Brain-machine interfaces

Shenoy brings an engineer’s perspective to understanding how the brain controls body movements. His lab has long been at the forefront of efforts to develop technologies to restore movement to people with paralysis.

By studying the brains of monkeys as they perform specific tasks, Shenoy and his colleagues have probed how groups of neurons coordinate and cooperate to generate arm movements. His lab has developed unique insights into the dynamic neural circuits that control motor activity. Through computational analyses of large-scale neural data, he has shown how the populations of neurons involved in motor activity evolve dynamically – an understanding that has prompted neuroscientists to reconsider how neural circuits function.

Shenoy is also considered a leader in the emerging field of brain-machine interfaces to control the movement of computer cursors and prosthetic limbs. He has developed computational methods to dramatically speed up the ability to decode patterns of neural activity in a person's brain. These algorithms have been incorporated into a system designed to allow people with paralysis to control a computer cursor with their thoughts. That system is now being evaluated in a clinical trial.

“Krishna’s engineering approach to brain research is a source of inspiration to his colleagues and of hope for people with paralysis,” said Persis Drell, the Frederick Emmons Terman Dean of the Stanford School of Engineering.

How faces form

Wysocka’s research focuses on how gene-expression patterns enable cells in the developing embryo to migrate from a region known as the neural crest to form the skeletal and connective tissue of the head. In particular, she is interested in learning how genes may affect human facial structures and birth defects, such as cleft palate. Wysocka also recently published research showing that viral proteins may play a role in the earliest steps of human development.

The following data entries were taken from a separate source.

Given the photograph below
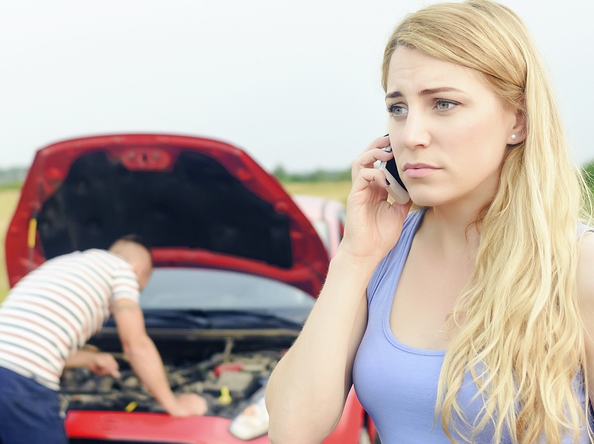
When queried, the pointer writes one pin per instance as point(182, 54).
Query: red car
point(237, 268)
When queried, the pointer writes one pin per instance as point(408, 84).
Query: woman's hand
point(373, 225)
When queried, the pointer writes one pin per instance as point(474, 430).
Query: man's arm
point(98, 362)
point(146, 361)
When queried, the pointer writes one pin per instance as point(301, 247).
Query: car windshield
point(204, 289)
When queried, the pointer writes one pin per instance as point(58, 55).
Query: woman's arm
point(585, 281)
point(307, 390)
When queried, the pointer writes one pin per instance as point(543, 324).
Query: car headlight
point(252, 421)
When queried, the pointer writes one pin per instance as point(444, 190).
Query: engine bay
point(226, 379)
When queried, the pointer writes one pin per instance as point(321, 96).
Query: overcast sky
point(294, 83)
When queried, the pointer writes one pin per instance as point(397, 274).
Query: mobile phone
point(396, 189)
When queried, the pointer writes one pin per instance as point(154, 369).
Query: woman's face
point(448, 129)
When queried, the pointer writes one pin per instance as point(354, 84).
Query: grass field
point(9, 199)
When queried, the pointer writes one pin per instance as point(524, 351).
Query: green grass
point(330, 190)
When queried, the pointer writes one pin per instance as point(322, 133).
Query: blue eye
point(397, 110)
point(444, 105)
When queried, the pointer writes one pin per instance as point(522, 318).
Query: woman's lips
point(417, 170)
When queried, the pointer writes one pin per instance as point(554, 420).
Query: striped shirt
point(56, 308)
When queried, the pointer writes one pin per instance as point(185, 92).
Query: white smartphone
point(396, 188)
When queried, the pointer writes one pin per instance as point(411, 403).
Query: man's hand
point(98, 362)
point(104, 364)
point(188, 405)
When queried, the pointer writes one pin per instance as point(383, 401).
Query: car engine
point(225, 380)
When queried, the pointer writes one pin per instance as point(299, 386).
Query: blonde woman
point(471, 318)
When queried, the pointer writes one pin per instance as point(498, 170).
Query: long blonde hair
point(521, 335)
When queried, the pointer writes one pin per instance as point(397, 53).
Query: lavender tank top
point(397, 383)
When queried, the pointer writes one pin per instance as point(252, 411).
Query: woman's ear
point(518, 133)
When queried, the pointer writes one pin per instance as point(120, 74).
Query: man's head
point(137, 253)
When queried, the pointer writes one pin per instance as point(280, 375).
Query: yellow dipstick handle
point(32, 232)
point(225, 397)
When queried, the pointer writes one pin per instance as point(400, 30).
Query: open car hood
point(199, 202)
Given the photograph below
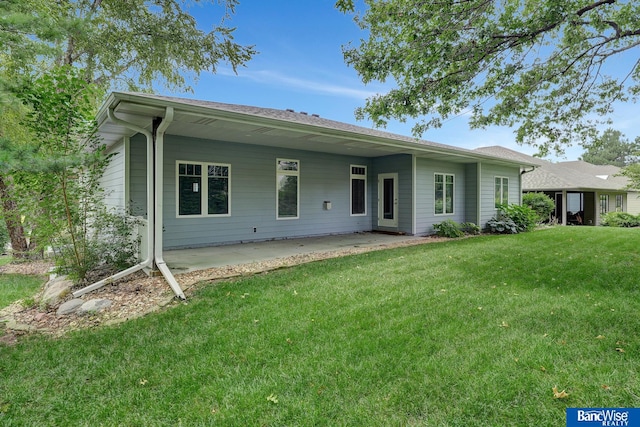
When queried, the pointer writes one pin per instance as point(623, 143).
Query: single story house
point(205, 173)
point(582, 192)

“The flexibility of HHMI funding will allow us to further develop some high-risk projects that we have initiated in the lab,” Wysocka said. “For example, we will use this funding to extend our work on genetic, regulatory and evolutionary principles that make our facial features uniquely human and uniquely individual. Given the faltering support for basic research in the United States, the HHMI appointment provides my team with the luxury to pursue fundamental questions and to think beyond the short-term outlook.”

Lloyd Minor, dean of the School of Medicine, said, “We congratulate Dr. Wysocka on her achievements that led to this great honor. The support of the Howard Hughes Medical Institute helps our researchers continue pushing the boundaries of bleeding-edge and paradigm-changing science.”

Wysocka was named an Outstanding Young Investigator by the International Society for Stem Cell Research in 2010. She is member of the Stanford Cancer Institute and of Stanford Bio-X.